Sognare è Vivere regia di Natalie Portman

Biografico
recensione di Leda Mariani

Sognare è Vivere è basato sui ricordi di Amos Oz, cresciuto a Gerusalemme negli anni precedenti la nascita dello Stato di Israele con i suoi genitori: il padre Arieh, studioso ed intellettuale, e la madre Fania, sognatrice e poetica. La sua è una delle tante famiglie ebree scappate dall’Europa in Palestina negli anni tra il 1930 e il 1940, per sfuggire alle persecuzioni naziste. Il padre, Arieh, è cautamente ottimista nei confronti del futuro, mentre Fania desidera molto di più. Dopo la paura della guerra e della fuga, la noia della quotidianità opprime il suo animo. Infelice della vita matrimoniale, ed intellettualmente soffocata, per rallegrare le sue giornate e divertire suo figlio Amos, di dieci anni, Fania inventa storie di avventure e di viaggi misteriosi. Amos è completamente affascinato quando la madre gli legge poesie, gli spiega le parole e la lingua, in un modo che avrebbe poi influenzato la sua scrittura e la sua intera vita. mostra spoiler

Quando l’indipendenza non porta il rinnovato senso dell’esistenza in cui Fania aveva sperato, la donna scivola nella solitudine e nella depressione. Incapace di aiutarla, Amos deve imparare a dirle addio prima del tempo, e mentre assiste alla nascita di una nazione, è costretto ad affrontare un suo personale nuovo inizio.

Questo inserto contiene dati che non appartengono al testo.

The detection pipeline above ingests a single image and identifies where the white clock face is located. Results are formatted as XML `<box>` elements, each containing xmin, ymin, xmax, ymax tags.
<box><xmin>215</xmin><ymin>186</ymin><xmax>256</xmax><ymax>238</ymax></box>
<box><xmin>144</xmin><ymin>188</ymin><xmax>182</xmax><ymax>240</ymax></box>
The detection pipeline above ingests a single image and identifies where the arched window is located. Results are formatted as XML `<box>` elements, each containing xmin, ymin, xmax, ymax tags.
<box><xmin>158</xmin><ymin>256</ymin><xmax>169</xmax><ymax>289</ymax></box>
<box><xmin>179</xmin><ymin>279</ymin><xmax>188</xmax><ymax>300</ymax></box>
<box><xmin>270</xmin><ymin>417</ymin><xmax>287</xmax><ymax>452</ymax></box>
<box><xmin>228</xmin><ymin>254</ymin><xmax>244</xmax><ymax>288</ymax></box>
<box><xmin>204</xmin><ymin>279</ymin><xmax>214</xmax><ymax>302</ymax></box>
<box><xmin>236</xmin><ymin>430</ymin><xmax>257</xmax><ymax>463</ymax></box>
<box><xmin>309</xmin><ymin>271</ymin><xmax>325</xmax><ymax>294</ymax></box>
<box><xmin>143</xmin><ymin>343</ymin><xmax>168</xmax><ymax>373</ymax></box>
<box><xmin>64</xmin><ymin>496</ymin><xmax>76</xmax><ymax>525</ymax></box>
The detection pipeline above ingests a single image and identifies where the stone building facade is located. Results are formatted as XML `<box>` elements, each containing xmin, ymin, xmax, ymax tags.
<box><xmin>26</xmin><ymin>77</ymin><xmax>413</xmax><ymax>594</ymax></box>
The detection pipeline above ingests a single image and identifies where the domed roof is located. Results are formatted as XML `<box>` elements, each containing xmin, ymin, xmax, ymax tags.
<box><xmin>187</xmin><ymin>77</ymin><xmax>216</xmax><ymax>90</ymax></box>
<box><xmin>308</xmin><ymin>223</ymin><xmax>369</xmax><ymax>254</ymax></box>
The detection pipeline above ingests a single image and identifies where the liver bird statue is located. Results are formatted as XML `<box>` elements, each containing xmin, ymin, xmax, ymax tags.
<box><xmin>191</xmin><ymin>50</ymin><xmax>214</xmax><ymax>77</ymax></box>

La nascita di uno scrittore (e di una regista)

Prima di scrivere di questo film ho indugiato a lungo, perché mi ha davvero impressionata. Come esordio, alla sceneggiatura e alla regia, della già bravissima - come attrice - Natalie Portman, mi è parso d’una profondità disarmante.

Tratto dal best seller internazionale Una storia di amore e di tenebra, scritto dall’israeliano Amos Oz nel 2004, ed edito in Italia da Feltrinelli, è un film molto elegante, con una regia sicura e sorprendente. La Portman ha scelto una storia matura e difficile… complessa da immaginare, da raccontare, anche solo da esprimere come concetto. E ci è riuscita. Ha dato vita ad un film che, adagiato su parte della storia del popolo ebraico in Israele e nella Gerusalemme nel dopoguerra mondiale, riesce a parlare del malessere interiore, ed esistenziale, che scaturisce dalla situazione del migrante. Valorizzando la parola e i sentimenti di Oz, la Portman è riuscita a trattare di quel malessere esistenziale dell’uomo, che porta alla guerra, che è causa dei conflitti e di tutto il disagio che poi continua a scorrere nelle vene dei sopravvissuti. Quella malinconia romantica che i figli e i nipoti di ogni profugo scrutano nello sguardo dei loro parenti, e che ha portato un’infinità di loro, seppur sopravvissuti, ad ammalarsi di malinconia, come Primo Levi, come tante persone che ho potuto conoscere, inclusi i miei nonni. L’umore velenoso della guerra: la profonda cicatrice; che entra dentro, scorre nel sangue e che si trasmette, di generazione in generazione, come nei territori balcanici, come in tutti i luoghi da sempre scossi da continui conflitti, che sovrappongono una tossicità all’altra, in un circolo vizioso apparentemente senza fine. Un veleno che crea una profonda ombra in chi sopravvive e resta, che come Amos, e come il popolo ebraico in generale, legge il futuro attraverso il passato, come fanno le persone anziane, o le antiche civiltà, anche nella mentre di un bambino di 10 anni. Un film insomma che prima di ogni altra cosa racconta la nascita di uno scrittore, sulla scia di un vuoto lasciato da sua madre, che egli riempie con parole e storie. Un romanzo di formazione, ma talmente stratificato e profondo, da risultare di difficile descrizione. Una pellicola che è prima di tutto storia d’amore… per una lingua, un paese, un popolo, e naturalmente, di Oz nei confronti di sua madre.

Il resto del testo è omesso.